SQL Server on Linuxの可用性について ②


前回の投稿では、SQL Server on Linuxの基本的な可用性について紹介しました。
本記事ではそれ以外の可用性機能について紹介します。

◆SQL Server on Linuxのフェイルオーバクラスタリング

Windows版と同様に、SQL Server on Linuxのフェイルオーバクラスタは、共有ストレージに接続された複数のサーバで構成されています。サーバはクラスタノードと呼ばます。
Windows版のSQL Serverのフェイルオーバクラスタリングインスタンスと同様に、SQL Server on Linuxクラスタリングは、インスタンスレベルでの保護、自動および手動のフェイルオーバ、アプリケーションやクライアントの透過的なフェイルオーバ、数秒から数分のPTOをサポートします。

SQL Server on Linuxでフェイルオーバクラスタリングを行う場合は、Windows版とは違い、ネイティブのLinux Pacemaker high availabilityテクノロジを使用します。
すべてのクラスタノードは、ストレージリソースへのアクティブな接続を必要としており、Pacemakerが障害を検出すると、クラスタリングコンポーネントはSQL インスタンスを別のノードへ移動させます。
イメージとしては、下記のような図となります。

◆AlwaysOn可用性グループ

Windows版のSQL Serverと同様に、SQL Server on Linuxの可用性レベルはAlwaysOn可用性グループによって提供されます。
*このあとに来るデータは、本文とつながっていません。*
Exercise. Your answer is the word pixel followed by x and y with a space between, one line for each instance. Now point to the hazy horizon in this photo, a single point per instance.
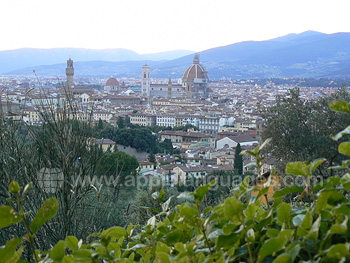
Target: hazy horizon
pixel 154 26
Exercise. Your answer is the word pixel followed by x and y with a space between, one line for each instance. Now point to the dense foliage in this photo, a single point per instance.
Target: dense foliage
pixel 300 129
pixel 238 163
pixel 239 229
pixel 144 139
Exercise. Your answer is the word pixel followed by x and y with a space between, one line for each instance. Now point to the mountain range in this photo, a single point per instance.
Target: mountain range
pixel 310 54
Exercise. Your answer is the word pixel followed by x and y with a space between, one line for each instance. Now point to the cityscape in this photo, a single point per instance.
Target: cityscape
pixel 174 131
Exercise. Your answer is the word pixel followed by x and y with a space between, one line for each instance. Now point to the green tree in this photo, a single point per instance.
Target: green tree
pixel 300 129
pixel 151 158
pixel 120 122
pixel 166 146
pixel 238 162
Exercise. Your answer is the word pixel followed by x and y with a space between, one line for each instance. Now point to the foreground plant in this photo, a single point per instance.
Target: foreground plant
pixel 10 215
pixel 239 229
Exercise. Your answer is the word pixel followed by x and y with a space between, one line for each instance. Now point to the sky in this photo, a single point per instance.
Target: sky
pixel 151 26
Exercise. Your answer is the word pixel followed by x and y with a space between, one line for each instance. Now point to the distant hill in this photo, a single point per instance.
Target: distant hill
pixel 31 57
pixel 309 54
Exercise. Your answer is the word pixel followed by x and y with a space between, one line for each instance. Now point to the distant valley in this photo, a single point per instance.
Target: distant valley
pixel 310 54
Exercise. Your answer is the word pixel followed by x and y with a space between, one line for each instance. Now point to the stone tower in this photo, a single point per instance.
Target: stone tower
pixel 169 88
pixel 146 80
pixel 195 80
pixel 67 91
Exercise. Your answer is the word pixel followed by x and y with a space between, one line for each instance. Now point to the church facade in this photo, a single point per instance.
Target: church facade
pixel 195 83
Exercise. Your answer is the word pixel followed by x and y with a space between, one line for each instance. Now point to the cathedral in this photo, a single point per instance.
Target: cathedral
pixel 195 83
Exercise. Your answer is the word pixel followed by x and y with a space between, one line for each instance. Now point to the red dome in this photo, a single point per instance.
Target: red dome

SQL Server on LinuxにてサポートされているAlwaysOn可用性グループは以下となります。

  • 最大8つのセカンダリレプリカの保護
  • 複数データベースの保護
  • 最大3つの同期レプリカ
  • 同期および非同期のセカンダリレプリカの混合
  • 手動または自動でのフェイルオーバ
  • 読み取り専用のセカンダリ提供
  • 読み取り専用ルーティング

Linux上の可用性グループには、2つの構成タイプがあります。Pacemalerを使用してビジネス継続性を提供する高可用性構成を作成するか、クラスタマネージャーを使用せずに読み取りスケールアウト可用性グループを作成できます。読み取りスケールアウトは、パフォーマンスのスケールアウトのための読み取り専用レプリカのみを提供します。

高可用性とデータ保護を提供する可用性グループ構成には、3つの同期レプリカが必要です。Windows Serverフェールオーバークラスタが存在しない場合、可用性グループの構成は、参加するSQL Serverインスタンスのマスターデータベースに格納されます。高可用性とデータ保護を提供するには、少なくとも3つの同期レプリカが必要です。

2つの同期レプリカを持つ可用性グループはデータ保護を提供できますが、この構成では自動高可用性を提供できません。プライマリレプリカが停止している場合、可用性グループは自動的にフェイルオーバーします。

ただし、プライマリレプリカがリカバリされるまで、アプリケーションは自動的に可用性グループに接続できません。WindowsとLinuxの両方のレプリカを含む可用性グループを混在させることができますが、Microsoftはこれをデータ移行にのみ推奨します。

SQL Server on Linuxは、企業がリレーショナルデータベースアプリケーションに必要とするエンタープライズレベルのデータ保護および可用性機能を提供します。ただし、LinuxのSQL Serverはフェールオーバークラスタリング、可用性グループ、およびログ配布をサポートしていますが、データベースミラーリングはサポートしていません。データベースのミラーリングはWindows版のSQL Server 2017でもサポートされていますが、将来的に削除される予定の償却された機能です。